Doug Mastriano says his antisemitic ally ‘doesn’t speak for me’

After days avoiding questions about antisemitic remarks by a supporter of his campaign, Doug Mastriano, the Republican nominee for governor of Pennsylvania, said on Thursday that he rejected “antisemitism in any form.’’

Mr. Mastriano has faced mounting criticism from Democrats and Republicans alike since it was revealed in early July that he paid $5,000 in campaign funds to the far-right social media site Gab. The payment, for “consulting,’’ apparently was intended to bring Mr. Mastriano a broader following on Gab, which is known as a haven for white nationalists and users banned from other platforms.

In defending Mr. Mastriano’s ties to Gab in recent days, its founder, Andrew Torba, repeatedly made antisemitic remarks and said in one video that neither he nor Mr. Mastriano would give interviews to non-Christian journalists.

Mr. Mastriano on Thursday did not condemn Mr. Torba. He blamed Democrats and “the media” for the controversy.

“Andrew Torba doesn’t speak for me or my campaign,’’ Mr. Mastriano wrote in a statement released on Twitter. “I reject anti-Semitism in any form. Recent smears by the Democrats and the media are blatant attempts to distract Pennsylvanians from suffering inflicted by Democrat policies.”

While Mr. Mastriano had remained silent about Gab earlier, Mr. Torba had responded to reports about the payment by Mr. Mastriano’s campaign in a series of livestreamed videos.

“My policy is not to conduct interviews with reporters who aren’t Christian or with outlets who aren’t Christian, and Doug has a very similar media strategy where he does not do interviews with these people,” Mr. Torba said in one video, according to The Jerusalem Post. “He does not talk to these people. He does not give press access to these people. These people are dishonest. They’re liars. They’re a den of vipers, and they want to destroy you.”

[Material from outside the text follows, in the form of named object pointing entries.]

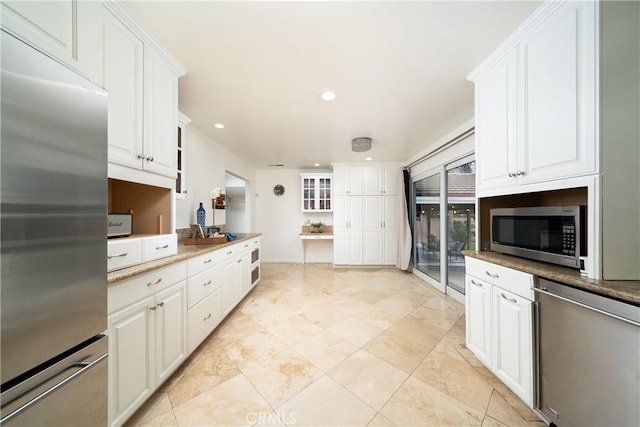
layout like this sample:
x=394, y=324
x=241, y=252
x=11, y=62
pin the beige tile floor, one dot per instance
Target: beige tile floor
x=316, y=346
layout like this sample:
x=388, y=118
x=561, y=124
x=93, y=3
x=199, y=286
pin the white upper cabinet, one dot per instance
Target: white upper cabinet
x=536, y=103
x=496, y=132
x=123, y=78
x=559, y=67
x=160, y=115
x=347, y=180
x=380, y=179
x=50, y=25
x=316, y=193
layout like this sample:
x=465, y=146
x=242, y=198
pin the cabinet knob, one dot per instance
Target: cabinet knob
x=476, y=283
x=118, y=256
x=513, y=300
x=154, y=283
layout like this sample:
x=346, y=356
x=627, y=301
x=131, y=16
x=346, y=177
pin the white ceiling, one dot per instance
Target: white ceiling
x=398, y=69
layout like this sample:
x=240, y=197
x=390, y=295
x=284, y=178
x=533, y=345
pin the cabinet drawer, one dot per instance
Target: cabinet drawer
x=159, y=247
x=123, y=253
x=202, y=284
x=202, y=262
x=203, y=318
x=515, y=281
x=144, y=285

On Tuesday, Mr. Torba used an antisemitic trope in response to criticism from the chief executive of the Anti-Defamation League, Jonathan Greenblatt, who had condemned Mr. Mastriano for using Gab to post messages and gain political supporters.

“We’re not bending the knee to the 2 percent anymore,” Mr. Torba said in a video, an apparent reference to the rough percentage of the country that is Jewish. “We’re taking back our country,” he added. “We’re taking back our government, so deal with it.”

Mr. Mastriano, a far-right Pennsylvania state senator who has falsely argued that the 2020 presidential election was stolen, rarely speaks to traditional news outlets.

In recent days, pressure from Republicans in Pennsylvania and beyond for Mr. Mastriano to condemn Gab and quit the site has grown. Andy Reilly, the national Republican committeeman for Pennsylvania, who hosted a fund-raiser for Mr. Mastriano at his suburban Philadelphia home on Wednesday, said in an interview that Gab was “shameful” and “shouldn’t be part of the usual political dialogue.”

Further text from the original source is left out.